Sunny Hill accused the NOC in mid-April of seizing its share of the Ain Tsila gas and condensate field in eastern Algeria, warning it will seek “well in excess” of $1bn in damages.

The company has a 38.25% interest in the Ain Tsila field through its Petroceltic subsidiary. But Sonatrach has terminated the contractual interest without offering compensation, Sunny Hill said on April 15.

"Sonatrach has acted in an aggressive and irrational manner. Their expropriation of our interest without compensation is the type of action expected in Hugo Chavez's Venezuela and not from a country like Algeria that proclaims to respect the rule of law," Sunny Hill chairman Angelo Moskov said. "This unwarranted action will be highly damaging to the attempts by Algeria to attract foreign investment into the country."

In its own statement, Sonatrach confirmed on the same day that it had ended Sunny Hill’s upstream contract, citing the company’s failure to meet contractual obligations.

Sunny Hill entered Algeria after acquiring Petroceltic in 2015. A development plan for Ain Tsila approved in 2012 envisaged the launch of a gas processing plant in 2017, expected to produce 10mn m3 of gas, 17,000 barrels of LPG and 11,500 barrels of condensate/day. Petrofac won a contract in 2019 to build the plant by the end of 2022.

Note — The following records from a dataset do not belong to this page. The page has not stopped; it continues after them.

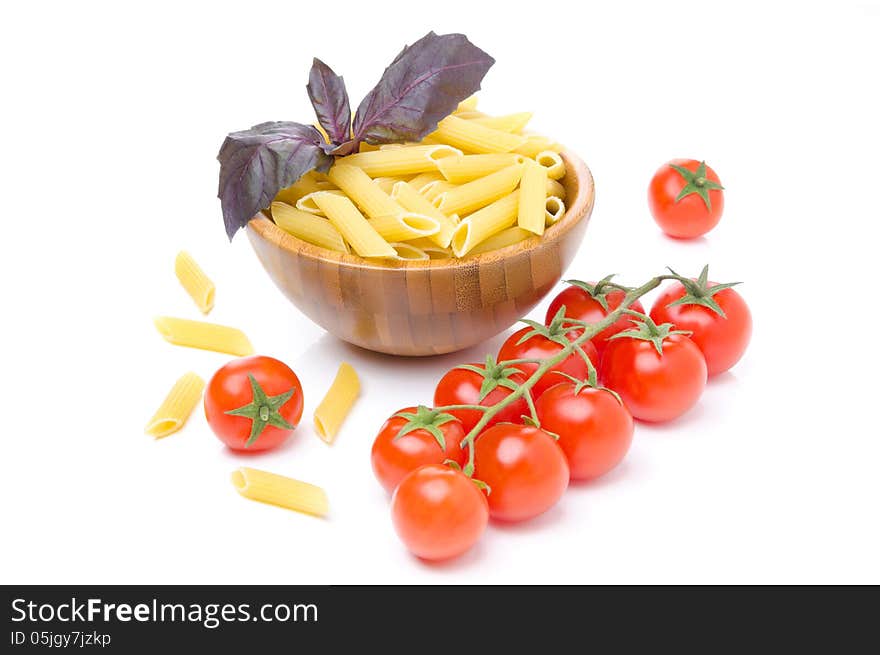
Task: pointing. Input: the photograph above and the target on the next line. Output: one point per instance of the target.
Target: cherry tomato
(461, 386)
(655, 386)
(540, 347)
(583, 301)
(594, 427)
(525, 470)
(721, 337)
(686, 198)
(253, 403)
(438, 512)
(395, 456)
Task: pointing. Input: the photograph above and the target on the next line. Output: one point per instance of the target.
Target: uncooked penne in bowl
(407, 202)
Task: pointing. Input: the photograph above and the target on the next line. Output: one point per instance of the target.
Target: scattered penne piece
(177, 406)
(308, 227)
(337, 402)
(198, 285)
(280, 491)
(207, 336)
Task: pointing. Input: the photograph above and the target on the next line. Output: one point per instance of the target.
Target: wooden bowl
(425, 307)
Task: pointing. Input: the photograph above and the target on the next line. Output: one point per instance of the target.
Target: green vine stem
(589, 331)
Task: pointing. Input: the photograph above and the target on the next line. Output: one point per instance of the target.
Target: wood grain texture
(425, 307)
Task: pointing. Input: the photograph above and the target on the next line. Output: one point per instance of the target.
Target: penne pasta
(307, 202)
(472, 137)
(468, 104)
(403, 160)
(308, 227)
(535, 143)
(552, 162)
(501, 239)
(281, 491)
(479, 193)
(409, 252)
(420, 180)
(412, 201)
(482, 224)
(467, 168)
(177, 406)
(207, 336)
(193, 279)
(337, 402)
(508, 123)
(360, 188)
(532, 198)
(554, 188)
(405, 226)
(354, 228)
(555, 210)
(308, 183)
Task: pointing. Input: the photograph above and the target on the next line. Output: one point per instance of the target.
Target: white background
(111, 120)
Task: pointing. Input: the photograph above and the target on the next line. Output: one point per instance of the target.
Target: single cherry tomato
(686, 198)
(415, 437)
(658, 372)
(438, 512)
(591, 302)
(525, 470)
(253, 403)
(481, 384)
(540, 346)
(594, 427)
(717, 317)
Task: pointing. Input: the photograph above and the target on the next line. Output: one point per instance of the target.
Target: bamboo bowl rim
(574, 213)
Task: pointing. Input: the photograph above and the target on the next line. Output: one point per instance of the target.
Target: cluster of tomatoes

"Sonatrach will continue the development efforts of this project with the objective of bringing this deposit into production in November 2022," the Algerian company said.

The NOC did not respond to a request by NGW to comment. But its head Toufik Hakker told Bloomberg in April that project delays were the reason for the contract’s termination.

“We cannot tolerate delays in projects,” he told the news agency. “It is a strategic project for Algeria and Sonatrach.”

Speaking to NGW, Sunny Hill confirmed that its Petroceltic subsidiary had closed all operations and was exiting Algeria. The company said it could not disclose a breakdown of its claim at this time, but would do so when it filed the dispute with the International Chamber of Commerce.

Sunny Hill has invested “hundreds of millions of dollars” in the Ain Tsila site over the year, it said. The company has drilled and tested appraisal wells, including horizontal ones to improve production rates and recovery. Petrofac’s contract to build the plant was worth $1bn, awarded by Sunny Hill’s joint venture with Sonatrach. The plant is now 50% complete, the company said.

“Sunny Hill disagrees with the Sonatrach statement and refutes it entirely,” the company said. “Our company has never not complied with the PSC; however, any elaboration of this disagreement would not be proper at this time.”

The Covid-19 pandemic “naturally created delays,” the company noted, “but because of Sunny Hill’s commitment to an adaptable organisation, we overcame travel and country access difficulties by investing in remote working capabilities and onsite excellence programmes that minimised the schedule delays by Petrofac.”

Whether or not the case will tarnish Algeria’s image in investors’ eyes remains to be seen.

“It is too early to pass judgement on whether Sonatrach’s decision to cancel its JV with Sunny Hill Energy will sour already-qualified investor appetite. There is at this point no evidence to suggest it will have a negative knock-on impact,” Skinner says. “Sonatrach is adamant that its decision was 100% legal and appears to have come to the decision over delays which it blames on Sunny Hill Energy.”

He added that the case was not dissimilar to the cancellation of French firm Medex Petroleum’s contracts for the Bourarhat North and Erg Issouane fields in 2016. Sonatrach won the subsequent arbitration process.